Funding for an access route to the York Central site behind the city's railway station - which may eventually house more than 1,000 new homes as well as offices, shops, restaurants and a hotel - was agreed by City of York Council last December, and the authority has now laid out the timeline for the scheme.

Proposals for the construction process are expected to emerge shortly, with the search for a firm to carry out the scheme beginning next year. Designs would be drawn up in spring 2016 and building work would begin later that year.

The 26-hectare York Central site is seen as vital to York's economic future, but progress ground to a halt in 2009. The council has said developing the land will create more than 8,000 full-time jobs and 6,700 construction roles, which would boost York's coffers by £600 million a year.

The public funding for the bridge - which may not be a permanent structure but will allow construction traffic to enter the landlocked development site - has come from the council's Economic Infrastructure Fund. The authority entered into a land swap with Network Rail, which bought a council-owned site next to Holgate Park and sold land next to York Carriageworks to the council for the bridge and access routes from the A59. The first stages of the York Central project may include up to 400 homes.

Darren Richardson, the council's director of city and environmental services said York Central was the city's development "flagship" and has "huge potential" because of its location and transport links.
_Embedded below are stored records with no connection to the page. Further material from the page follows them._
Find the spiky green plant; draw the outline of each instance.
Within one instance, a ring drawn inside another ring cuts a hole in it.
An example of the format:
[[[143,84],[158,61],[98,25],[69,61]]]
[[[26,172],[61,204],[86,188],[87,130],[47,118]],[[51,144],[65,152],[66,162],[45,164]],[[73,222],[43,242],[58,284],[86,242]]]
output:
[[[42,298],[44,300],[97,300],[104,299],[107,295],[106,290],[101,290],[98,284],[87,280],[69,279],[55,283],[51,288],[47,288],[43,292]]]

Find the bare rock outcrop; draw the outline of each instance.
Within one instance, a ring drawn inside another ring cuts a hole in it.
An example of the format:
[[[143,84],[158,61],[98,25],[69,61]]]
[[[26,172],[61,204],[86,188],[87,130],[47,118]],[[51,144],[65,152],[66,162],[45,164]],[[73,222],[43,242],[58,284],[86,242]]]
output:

He said it would help the housebuilding market, provide jobs and have a "knock-on impact in the wider prosperity of the city".

He said the council was working with Network Rail over financial and legal arrangements for finding bidders to design and build the bridge, saying: "We would hope to be in the process of the design work in spring 2016, which will include various technical stages, and actual construction would follow after those steps.

"It is the council's intention to set the detail and other aspects out in a Memorandum of Understanding, which we are currently developing with Network Rail, and we plan to have this in place by summer."